Location map of the hickory field.
A 3D seismic image of Hickory. The top of the salt is in blue, while the base of the salt is in orange.
Extended leg jack-up Glomar Baltic 1, drilling the discovery well.
The underside of the cellar deck.
Ten cranes were used to lift the cellar deck.
Lifting of the cellar deck.
The cellar deck weighs 500t.

The Hickory field is operated by Anadarko, which owns a 50% working interest in the Grand Isle blocks 110, 111 and 116, along with partners Shell (37.5%) and Ocean Energy (12.5%).

Hickory lies in the Grand Isle block 116, approximately 75 miles offshore Louisiana in the Gulf of Mexico, in 320ft of water.

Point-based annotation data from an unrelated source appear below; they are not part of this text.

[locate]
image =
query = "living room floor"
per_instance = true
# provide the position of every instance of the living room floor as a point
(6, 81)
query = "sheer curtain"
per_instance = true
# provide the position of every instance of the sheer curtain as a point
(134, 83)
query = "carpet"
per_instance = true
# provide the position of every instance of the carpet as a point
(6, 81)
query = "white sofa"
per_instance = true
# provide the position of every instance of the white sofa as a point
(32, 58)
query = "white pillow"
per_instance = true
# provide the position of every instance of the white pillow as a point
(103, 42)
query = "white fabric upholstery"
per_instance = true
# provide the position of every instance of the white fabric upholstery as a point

Hickory is a sub-salt play, in an area where large horizontal salt sheets cover more than half of the Gulf of Mexico’s floor. These geological formations distorted the conventional seismic images.

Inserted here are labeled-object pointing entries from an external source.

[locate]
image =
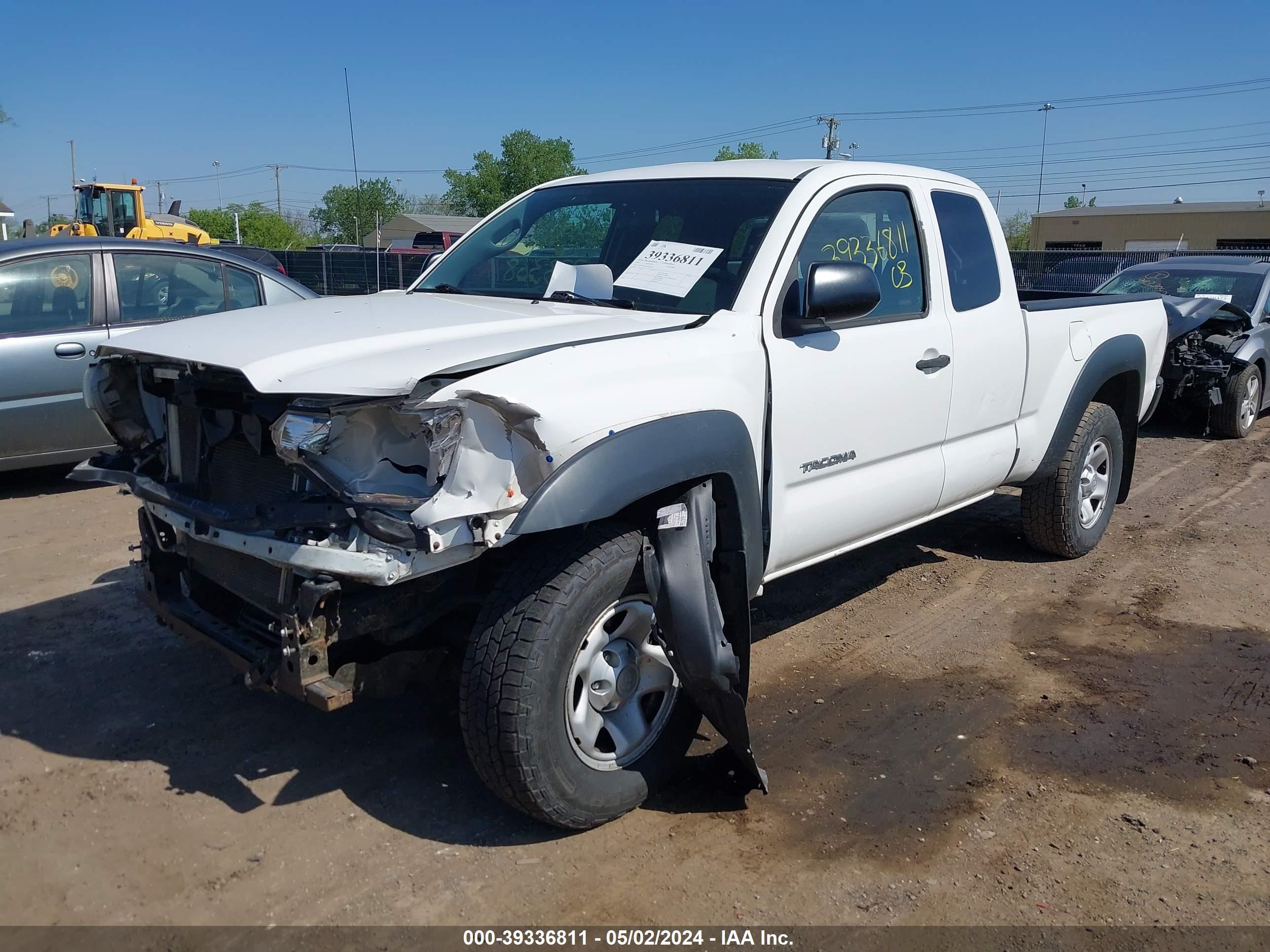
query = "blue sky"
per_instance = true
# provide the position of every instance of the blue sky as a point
(159, 91)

In the initial survey, Raytrace modelling was used to identify seismic amplitude anomalies that can result from overlying salt, so focusing the seismic energy.

“The Hickory production platform has been designed to handle 300 million cubic feet of gas per day and 15,000 barrels (bbl) of oil per day.”

The discovery well was made in 1998 by a well drilled using the jackup Global Marine Baltic 1.

This well encountered approximately 300ft of hydrocarbon pay in multiple sands. The well was drilled to a total depth of 21,600ft.

A 7,3/4in production liner was to run the total depth of the well.


The development / delineation drilling operations were completed in March 2000, when well no 2 was drilled to a total depth of more than 18,000ft.

Well no l encountered main field pay zones, downdip of the original discovery well (Grand Isle 116 no 1 or Hickory A-1) located about one mile to the north.

The well was drilled by the Transocean 96 semisubmersible rig and penetrated a section of salt more than 8,000ft thick, which the company believes is one of the thickest ever drilled in the Gulf of Mexico.

The downhole drilling vibrations, caused by the high density of the salt formation, meant that Anadarko had to experiment with a number of assembly designs in association with high-torque / low-RPM mud motors, with PDC bits and synthetic muds.

Below the salt is a rubble zone of salt-affected shale, which is characterised by bit-balling and lost-circulation problems.

The problem zone usually occurs between 1,000ft and 1,500ft beneath the salt.

In order to reach its target, the second delineation well was drilled as an ‘s’-shaped hole with a maximum angle of 42°, extending more than three-quarters of a mile from the original well bore.

Anadarko and its partners drilled another even deeper 2,400ft well, in the Grand Isle 116 well, and so potentially extend the lower limits of additional pay intervals encountered by the original Grand Isle 116 well no 1.

A separate exploration well was approved for the Grand Isle block 111 and drilling began again after the work on block 116 was completed.

The operating companies had four wells by the end of 2000. The fifth well, Grand Isle (GI) 110 no 2, was drilled to a depth of 21,269ft and encountered 87ft of pay in 2001.

Platform construction

The Hickory production platform has been designed to handle 300 million cubic feet of gas per day and 15,000 barrels (bbl) of oil per day, as well as 20,000 barrels a day of water.

The first production from the Hickory field was achieved in December 2000. The GI 116 no 1 well produced 4,100 barrels of condensate and 62 million cubic feet (MMcf) of gas per day.

The engineering / design services for the project were carried out by Houston-based Paragon Engineering using PDMS software.

The Hickory platform construction was carried out at the Aker Gulf Island Fabrication in Houma, Louisiana.

The three-level Hickory deck weighs 3,500t and is supported by four-legged jackets designed for a 324ft water depth.

One aspect of the projects is that it was designed concurrently with Anadarko’s tanzanite platform, and the management encouraged a high degree of commonality in terms of equipment used, process configuration, piping and instrumentation / electrical systems applied.

It was reasoned that consistent design applications for both facilities would lend flexibility in transferring operations personnel between the two platforms.

Another feature was that both platforms were designed to include programmable logic controllers, rather than pneumatic air systems.

Platform installation

The platform was installed during the third quarter of 2000 by Heerema’s Hermod derrick barge.